One of the interesting features of our village is that, over the years, it has been referred to by a number of different names. But Mr. Brice is the only one to know it as Undercliffe Lakes.

 

The conclusive proof of the village’s existence comes from the seventeenth and eighteenth century maps of Devon – of which there are surprising number. The earliest reference discovered so far is actually on a maritime chart rather than a map. In the 1690s Captain Greenvile Collins was commissioned to record the details of the British coastline, and his chart of the shores of south Devon, dated 1693, clearly identifies a village called Streetgate ( - the old spelling) just about where Stretegate ( - the new spelling) is today. The village must have been of some substance because maritime charts are renowned for showing very few shore based features, unless they are of significance to seamen.

 

Streetgate – most frequently being spelt Startgate – then appears regularly on various eighteenth century maps. But by 1787 the name of the fishing village has disappeared, although Street, a name omitted from most earlier maps, is now clearly marked.

 

Putting together this evidence with Thomas Brice’s comments of 1802, makes it fairly probable that the destruction of the village by the sea took place in the early 1780s. As with Hallsands, the village probably met its fate as a result of a number of storms over a period of years, rather than disappearing completely in one cataclysmic event.

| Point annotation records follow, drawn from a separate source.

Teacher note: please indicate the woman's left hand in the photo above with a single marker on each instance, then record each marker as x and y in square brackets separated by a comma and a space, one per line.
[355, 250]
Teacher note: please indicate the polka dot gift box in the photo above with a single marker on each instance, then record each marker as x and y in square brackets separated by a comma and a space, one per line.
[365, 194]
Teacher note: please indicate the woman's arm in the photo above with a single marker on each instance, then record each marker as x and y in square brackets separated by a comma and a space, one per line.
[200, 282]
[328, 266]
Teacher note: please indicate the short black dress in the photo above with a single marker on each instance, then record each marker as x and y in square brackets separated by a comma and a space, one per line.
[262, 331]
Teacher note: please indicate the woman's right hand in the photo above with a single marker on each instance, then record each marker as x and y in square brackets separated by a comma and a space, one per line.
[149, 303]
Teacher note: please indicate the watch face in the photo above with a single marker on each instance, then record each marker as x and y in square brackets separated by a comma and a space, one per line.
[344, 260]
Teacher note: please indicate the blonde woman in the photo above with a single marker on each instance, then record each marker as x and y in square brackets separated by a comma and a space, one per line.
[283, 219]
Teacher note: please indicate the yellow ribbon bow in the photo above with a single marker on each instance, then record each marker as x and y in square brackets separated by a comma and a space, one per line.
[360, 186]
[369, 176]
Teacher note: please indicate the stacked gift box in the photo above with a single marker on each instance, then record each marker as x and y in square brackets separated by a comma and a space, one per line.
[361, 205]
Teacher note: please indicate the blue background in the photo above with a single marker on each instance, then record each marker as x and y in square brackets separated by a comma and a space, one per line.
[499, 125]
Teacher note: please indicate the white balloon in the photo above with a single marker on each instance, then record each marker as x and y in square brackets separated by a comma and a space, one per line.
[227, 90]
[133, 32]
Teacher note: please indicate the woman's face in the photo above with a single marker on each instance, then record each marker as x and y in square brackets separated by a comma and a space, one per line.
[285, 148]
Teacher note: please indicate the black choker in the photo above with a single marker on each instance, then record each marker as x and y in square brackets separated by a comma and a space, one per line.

What has been proved, however, is that Streetgate survived the Great Storm of 1703 which had previously been believed to be the date of its demise.

 

So if the end came in the 1780s, when did the village start? This is even harder to establish because the further one goes back into history the less documents there are in existence to provide clues and evidence.

 

The chances are that fishing folk began to settle at Streetgate in the early part of the fifteenth century, at the same time as a number of other similar villages were known to come into being. Before then, the dangers presented by numerous pirates and sea-going marauders made living permanently by the shore too hazardous. This is why earlier villages, such as Slapton, were built in land and as far as possible were hidden from the sea.

 

What we do know is that by the mid seventeenth century Streetgate  was well established. In those days the village was in the parish of Blackawton. It was another two hundred years before Street became a parish in its own right. Blackawton’s parish and manorial records provide further documentary evidence of the village’s existence. They do, however, also provide us with yet another name for the village. A survey carried out in the 1740s – the original document still exists – provides full details of “…the cottages att Streate Sands”. Seventeen cottages are listed, with two new ones being built at the time of the survey. There were also several cellars, or store houses, but only one garden is specifically mentioned. The count of the inhabitants is a bit imprecise, but there were certainly more than thirty permanent residents at the time. And some of their names – Tucker and Mitchelmore for example – are still familiar in the area today.

 

If you walk along the beach today from the Stretegate car park it is difficult to imagine the scene that would have existed there three hundred years ago. The  row of cottages would have looked out over the fishermen’s boats pulled up on the shingle, and the beach would have been a hive of activity as nets full of herring, mackerel and pilchard were hauled out of the sea.

 

But there is no doubt that the village existed. Call it what you will – Streetgate, Startgate, Streate Sands, Undercliffe – there was once a thriving community which was taken by the sea. And whatever attempts humans may make to resist its ravages, the sea will continue to have its own restless and relentless way. I wonder whether in a few hundred years time our descendants will be researching the lost villages of Torcross and Beesands.